SUPERCONDUCTIVITY IN THE CERIUM-SUBSTITUTED 2212 BISMUTH CUPRATE - BI2SR2CA1-XCEXCU2O8+DELTA

The magnetic and superconducting properties of the 2212 bismuth cuprate have been studied after partial substitution of calcium by cerium in the Bi2Sr2Ca1-xCexCu2O8 + delta(x less-than-or-equal-to 0.3) system. Synthesis conditions show that a very small cerium doping (less than 10%) is enough to increase the domain of formation of the 2212 phase by at least 30-degrees-C. Cerium is non-magnetic in these materials and does not suppress the superconducting state of the matrix. The critical temperature T(c) varies non-monotonically and reaches a maximum for x approximately 0.02, before dropping to almost zero at the limit of solubility (x approximately 0.3). Results are explained by a variation of the number of holes due to the substitution of divalent calcium by tetravalent cerium. The influence of texturation on the intragranular magnetic properties was also studied. X-ray diffraction, SEM observations, AC susceptibility and magnetization measurements clearly show that these ceramics become easily textured by their simple compaction prior to sintering.
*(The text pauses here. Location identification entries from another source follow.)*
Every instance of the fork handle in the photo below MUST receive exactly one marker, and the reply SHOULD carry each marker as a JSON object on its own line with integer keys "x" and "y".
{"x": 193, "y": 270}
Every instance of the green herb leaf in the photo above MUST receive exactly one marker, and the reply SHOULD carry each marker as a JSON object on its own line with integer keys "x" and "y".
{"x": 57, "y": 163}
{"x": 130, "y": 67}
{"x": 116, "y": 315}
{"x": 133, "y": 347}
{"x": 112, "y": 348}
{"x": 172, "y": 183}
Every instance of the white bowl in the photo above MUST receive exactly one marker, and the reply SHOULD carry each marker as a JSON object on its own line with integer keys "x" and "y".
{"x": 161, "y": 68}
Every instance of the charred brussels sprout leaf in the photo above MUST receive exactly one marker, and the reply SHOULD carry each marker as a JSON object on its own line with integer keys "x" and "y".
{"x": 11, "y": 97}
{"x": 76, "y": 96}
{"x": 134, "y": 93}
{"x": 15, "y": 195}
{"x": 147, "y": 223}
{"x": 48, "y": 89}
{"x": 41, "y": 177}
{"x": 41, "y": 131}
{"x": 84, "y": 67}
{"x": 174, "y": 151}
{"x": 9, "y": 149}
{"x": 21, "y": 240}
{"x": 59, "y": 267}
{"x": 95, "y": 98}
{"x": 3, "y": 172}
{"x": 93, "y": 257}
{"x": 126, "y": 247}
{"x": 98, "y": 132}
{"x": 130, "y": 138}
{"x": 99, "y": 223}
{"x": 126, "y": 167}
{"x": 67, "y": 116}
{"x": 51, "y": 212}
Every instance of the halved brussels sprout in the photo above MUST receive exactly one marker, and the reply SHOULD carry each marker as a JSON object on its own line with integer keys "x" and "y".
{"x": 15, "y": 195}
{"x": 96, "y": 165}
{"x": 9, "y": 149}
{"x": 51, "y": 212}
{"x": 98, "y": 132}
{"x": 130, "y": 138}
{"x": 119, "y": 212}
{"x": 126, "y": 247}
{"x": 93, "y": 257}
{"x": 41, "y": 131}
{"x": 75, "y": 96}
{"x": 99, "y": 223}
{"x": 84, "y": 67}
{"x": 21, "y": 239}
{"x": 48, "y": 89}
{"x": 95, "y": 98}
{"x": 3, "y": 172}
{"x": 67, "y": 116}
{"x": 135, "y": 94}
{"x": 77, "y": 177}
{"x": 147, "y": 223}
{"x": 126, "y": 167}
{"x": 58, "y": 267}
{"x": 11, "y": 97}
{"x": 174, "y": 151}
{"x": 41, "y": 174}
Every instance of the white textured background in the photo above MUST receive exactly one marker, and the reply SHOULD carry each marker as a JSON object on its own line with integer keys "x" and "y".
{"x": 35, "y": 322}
It was found that such a texturation mainly affects the intragranular properties and the initial slope of the magnetization cycles. A very slight dependence of the magnetic anisotropy as a function of the cerium concentration was noticed. Texturation is explained by simple models which take into account the size and shape of the crystallites in the decoupled regime.